Much of the weaponry is bound for the Honduran military, which has been slowly building up to match the growth of the armies in neighboring Nicaragua and El Salvador. But some of it is destined for the contras-- the rebels operating in this country whose avowed intent is to topple the Marxist government in Nicaragua.
Of all the government and commercial ships that have borne arms here in the past two years, one is attracting particular attraction. It is the Erria, a 299-ton freighter that was flying under the Danish flag when it stopped here on June 2, 1985.
Contra leaders said Friday that the Erria's cargo included 5,000 AK-47s, the standard Soviet-Bloc infantry weapon. The Honduran army does not use AK-47s. The contras do.
The contra officials said the AK-47s aboard the Erria had been bought from the Polish government by a foreign arms dealer acting on the rebels' behalf.
Poland's Communist government, like other Soviet-Bloc nations, officially opposes the contras. But Adolfo Calero, the leader of the largest contra faction, has said: "We often buy arms from the Soviet Bloc, although they may not know it. They are selling us the guns to fight communism."
No records have surfaced to show who was leasing the Erria in June of 1985. But 10 months later, the freighter was purchased by a Panamanian company whose forwarding address is that of a Geneva firm intimately linked to the U.S. government's sale of arms to Iran.
Ransom for Hostages
And a month after its sale, the Erria was off the coast of Cyprus carrying $1 million that U.S. officials had hoped would help buy the freedom of American hostages then held in nearby Lebanon. On that very day, Lt. Col. Oliver L. North, the White House aide who oversaw both the Administration's efforts to win private support for the contras and its secret arms sales to Iran, arrived in Iran with a planeload of weapons to bargain for the hostages' release.
Port records here tell little about the Erria's visit in June of 1985 other than to list the ship's navigational agent as Will Nielsen.
"When a ship comes in with arms, there's no paper work," said a Honduran government official. "You will never see paper saying they brought arms."
Kept secret from the public is a book with coded entries showing which ships carried arms. That book, an official said, showed a variety of arms-bearing ships that had docked at Puerto Cortes in 1985 and 1986--including the Erria.
Three U.S. Vessels
Three were apparently U.S. commercial ships. The Powell 114 arrived on Feb. 22, 1986, the Mydas docked on Sept. 3, and the Cape Douglas came on Dec. 16. It was unclear what kinds of arms they bore. Their cargo was listed as being bound for the Honduran armed forces, but a port source said arms for the contras typically go through the Honduran military.

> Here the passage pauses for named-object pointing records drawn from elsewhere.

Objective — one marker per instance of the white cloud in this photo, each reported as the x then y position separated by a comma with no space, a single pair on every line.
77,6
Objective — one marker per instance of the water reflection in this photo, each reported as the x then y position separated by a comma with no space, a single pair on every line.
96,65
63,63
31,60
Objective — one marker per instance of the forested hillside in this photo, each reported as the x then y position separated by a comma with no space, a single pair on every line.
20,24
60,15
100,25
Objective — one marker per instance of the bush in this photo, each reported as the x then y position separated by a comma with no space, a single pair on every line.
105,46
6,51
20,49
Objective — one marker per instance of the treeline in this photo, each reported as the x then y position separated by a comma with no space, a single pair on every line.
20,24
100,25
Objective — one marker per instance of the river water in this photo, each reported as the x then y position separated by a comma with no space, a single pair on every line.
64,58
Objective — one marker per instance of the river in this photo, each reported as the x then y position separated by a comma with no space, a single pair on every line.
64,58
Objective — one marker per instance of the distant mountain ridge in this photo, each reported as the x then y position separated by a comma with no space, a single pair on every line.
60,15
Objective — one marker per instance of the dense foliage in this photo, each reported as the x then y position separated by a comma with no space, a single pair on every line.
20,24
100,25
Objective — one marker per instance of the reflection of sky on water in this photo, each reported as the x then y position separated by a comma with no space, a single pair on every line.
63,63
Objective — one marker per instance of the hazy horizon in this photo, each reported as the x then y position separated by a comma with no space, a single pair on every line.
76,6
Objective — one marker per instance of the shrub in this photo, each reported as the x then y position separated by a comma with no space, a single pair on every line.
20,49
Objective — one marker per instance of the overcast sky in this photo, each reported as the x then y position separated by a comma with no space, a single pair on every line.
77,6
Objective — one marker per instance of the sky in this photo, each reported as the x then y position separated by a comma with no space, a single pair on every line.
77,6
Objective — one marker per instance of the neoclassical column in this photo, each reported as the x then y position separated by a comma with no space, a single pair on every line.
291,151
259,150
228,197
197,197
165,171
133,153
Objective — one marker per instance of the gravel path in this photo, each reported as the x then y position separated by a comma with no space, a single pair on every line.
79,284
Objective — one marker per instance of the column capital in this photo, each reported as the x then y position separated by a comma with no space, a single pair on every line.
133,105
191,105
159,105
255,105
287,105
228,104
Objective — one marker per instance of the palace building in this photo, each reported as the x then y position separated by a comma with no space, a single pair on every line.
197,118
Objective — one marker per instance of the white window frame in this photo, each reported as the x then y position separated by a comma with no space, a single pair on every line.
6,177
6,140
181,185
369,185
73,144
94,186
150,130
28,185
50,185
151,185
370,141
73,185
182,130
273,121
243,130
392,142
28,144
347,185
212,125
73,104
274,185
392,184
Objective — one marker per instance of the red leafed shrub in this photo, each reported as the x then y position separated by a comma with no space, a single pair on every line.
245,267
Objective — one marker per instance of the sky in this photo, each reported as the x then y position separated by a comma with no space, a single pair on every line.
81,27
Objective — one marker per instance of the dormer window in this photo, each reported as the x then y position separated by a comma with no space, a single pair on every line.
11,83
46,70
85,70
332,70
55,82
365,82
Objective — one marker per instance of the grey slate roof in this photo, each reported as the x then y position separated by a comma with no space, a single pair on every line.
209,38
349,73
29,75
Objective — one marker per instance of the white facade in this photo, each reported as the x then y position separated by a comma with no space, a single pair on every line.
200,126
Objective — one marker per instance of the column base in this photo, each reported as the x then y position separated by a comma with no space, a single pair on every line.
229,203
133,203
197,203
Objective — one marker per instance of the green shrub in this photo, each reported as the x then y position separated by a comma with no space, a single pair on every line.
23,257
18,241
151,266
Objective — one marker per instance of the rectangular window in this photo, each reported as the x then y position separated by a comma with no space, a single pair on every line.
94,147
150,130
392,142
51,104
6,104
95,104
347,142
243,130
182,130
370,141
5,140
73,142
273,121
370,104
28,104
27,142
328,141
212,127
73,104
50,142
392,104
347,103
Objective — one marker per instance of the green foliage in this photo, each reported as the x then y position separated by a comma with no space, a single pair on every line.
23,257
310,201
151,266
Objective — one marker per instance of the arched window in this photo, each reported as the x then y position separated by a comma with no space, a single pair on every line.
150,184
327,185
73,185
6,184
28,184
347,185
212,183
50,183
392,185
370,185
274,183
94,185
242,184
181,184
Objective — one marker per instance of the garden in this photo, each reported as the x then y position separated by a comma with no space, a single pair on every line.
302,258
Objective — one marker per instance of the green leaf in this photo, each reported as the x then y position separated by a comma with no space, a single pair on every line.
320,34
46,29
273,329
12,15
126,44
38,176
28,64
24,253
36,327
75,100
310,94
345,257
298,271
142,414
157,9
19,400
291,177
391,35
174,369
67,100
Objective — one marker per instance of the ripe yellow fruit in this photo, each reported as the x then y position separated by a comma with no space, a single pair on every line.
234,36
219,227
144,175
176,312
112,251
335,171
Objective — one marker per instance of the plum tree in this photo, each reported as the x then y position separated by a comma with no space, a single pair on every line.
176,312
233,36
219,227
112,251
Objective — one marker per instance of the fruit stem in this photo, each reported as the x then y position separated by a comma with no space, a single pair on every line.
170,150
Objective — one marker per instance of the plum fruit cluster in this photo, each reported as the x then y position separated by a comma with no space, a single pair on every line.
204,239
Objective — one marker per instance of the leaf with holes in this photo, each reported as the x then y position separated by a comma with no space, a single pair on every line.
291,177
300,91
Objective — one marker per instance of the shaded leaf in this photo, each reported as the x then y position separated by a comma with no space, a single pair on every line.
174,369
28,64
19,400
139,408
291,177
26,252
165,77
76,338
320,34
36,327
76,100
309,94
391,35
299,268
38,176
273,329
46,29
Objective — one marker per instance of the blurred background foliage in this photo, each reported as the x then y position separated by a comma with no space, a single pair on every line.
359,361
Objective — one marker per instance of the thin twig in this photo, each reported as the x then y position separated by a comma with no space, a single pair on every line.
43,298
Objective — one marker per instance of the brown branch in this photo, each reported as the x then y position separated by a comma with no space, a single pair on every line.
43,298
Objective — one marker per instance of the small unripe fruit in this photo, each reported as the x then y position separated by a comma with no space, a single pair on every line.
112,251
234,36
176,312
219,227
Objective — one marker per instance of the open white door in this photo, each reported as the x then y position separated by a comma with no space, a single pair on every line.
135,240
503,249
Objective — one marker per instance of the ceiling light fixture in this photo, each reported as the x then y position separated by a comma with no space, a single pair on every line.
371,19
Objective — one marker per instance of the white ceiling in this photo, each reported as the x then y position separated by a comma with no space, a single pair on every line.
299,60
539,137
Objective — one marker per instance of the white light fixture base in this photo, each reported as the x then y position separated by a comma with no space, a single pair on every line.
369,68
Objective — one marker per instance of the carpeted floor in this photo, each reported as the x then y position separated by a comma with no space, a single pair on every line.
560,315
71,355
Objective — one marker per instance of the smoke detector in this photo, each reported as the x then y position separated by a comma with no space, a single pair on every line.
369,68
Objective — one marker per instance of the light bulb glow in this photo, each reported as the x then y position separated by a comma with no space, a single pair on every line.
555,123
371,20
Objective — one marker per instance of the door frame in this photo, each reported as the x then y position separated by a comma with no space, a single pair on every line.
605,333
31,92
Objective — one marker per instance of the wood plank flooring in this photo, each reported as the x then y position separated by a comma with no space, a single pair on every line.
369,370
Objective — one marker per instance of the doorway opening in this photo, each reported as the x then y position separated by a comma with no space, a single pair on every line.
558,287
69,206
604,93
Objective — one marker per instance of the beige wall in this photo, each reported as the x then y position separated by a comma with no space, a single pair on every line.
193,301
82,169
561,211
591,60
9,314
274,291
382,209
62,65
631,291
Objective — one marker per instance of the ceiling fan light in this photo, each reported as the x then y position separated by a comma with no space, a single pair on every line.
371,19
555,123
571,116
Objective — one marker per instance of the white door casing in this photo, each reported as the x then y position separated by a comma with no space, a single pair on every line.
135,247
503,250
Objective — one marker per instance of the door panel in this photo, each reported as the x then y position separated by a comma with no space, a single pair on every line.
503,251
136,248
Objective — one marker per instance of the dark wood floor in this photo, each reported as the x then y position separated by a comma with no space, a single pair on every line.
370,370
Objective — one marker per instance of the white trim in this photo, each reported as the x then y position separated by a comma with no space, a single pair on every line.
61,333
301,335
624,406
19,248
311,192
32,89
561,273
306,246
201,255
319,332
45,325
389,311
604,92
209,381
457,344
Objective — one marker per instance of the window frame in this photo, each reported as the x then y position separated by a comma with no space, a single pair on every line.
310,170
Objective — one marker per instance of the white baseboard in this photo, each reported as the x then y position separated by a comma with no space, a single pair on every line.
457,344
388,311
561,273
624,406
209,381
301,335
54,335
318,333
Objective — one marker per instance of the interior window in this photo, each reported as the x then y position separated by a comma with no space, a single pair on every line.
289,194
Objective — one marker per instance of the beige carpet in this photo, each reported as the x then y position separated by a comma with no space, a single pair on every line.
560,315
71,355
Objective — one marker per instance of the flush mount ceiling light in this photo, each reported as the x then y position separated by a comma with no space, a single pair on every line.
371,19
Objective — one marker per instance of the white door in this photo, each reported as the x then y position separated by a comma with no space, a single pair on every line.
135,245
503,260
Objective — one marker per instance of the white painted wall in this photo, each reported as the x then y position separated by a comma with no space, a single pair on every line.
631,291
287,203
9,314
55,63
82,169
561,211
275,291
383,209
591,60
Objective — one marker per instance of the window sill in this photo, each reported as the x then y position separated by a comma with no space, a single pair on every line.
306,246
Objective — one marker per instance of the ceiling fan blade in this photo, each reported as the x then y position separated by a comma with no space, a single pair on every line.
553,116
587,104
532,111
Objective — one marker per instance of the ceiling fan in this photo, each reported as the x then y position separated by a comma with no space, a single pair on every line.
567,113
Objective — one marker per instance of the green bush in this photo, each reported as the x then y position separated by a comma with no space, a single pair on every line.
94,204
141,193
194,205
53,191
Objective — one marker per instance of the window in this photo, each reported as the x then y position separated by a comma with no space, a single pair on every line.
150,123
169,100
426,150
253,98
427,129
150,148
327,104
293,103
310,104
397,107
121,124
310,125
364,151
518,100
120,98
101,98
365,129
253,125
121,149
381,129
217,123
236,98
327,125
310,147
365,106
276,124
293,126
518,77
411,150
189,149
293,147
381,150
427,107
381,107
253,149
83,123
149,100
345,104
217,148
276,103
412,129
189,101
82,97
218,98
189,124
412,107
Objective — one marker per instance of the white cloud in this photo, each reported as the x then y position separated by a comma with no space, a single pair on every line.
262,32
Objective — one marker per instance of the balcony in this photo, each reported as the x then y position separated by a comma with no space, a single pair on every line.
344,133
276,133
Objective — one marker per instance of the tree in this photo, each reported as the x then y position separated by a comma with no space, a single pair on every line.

Besides the Erria, two other Danish ships appeared on the encoded list of arms deliverers. So did a Greek ship. Besides these, U.S. military ships made at least 21 arms deliveries in this period.
What is more, the Honduran official said, some ships dock here and never appear on the public ship registry. In this category he put the Gen. William J. Sutton, a U.S. government ship that he said was in the Caribbean for maneuvers last summer and, according to the coded list, delivered arms.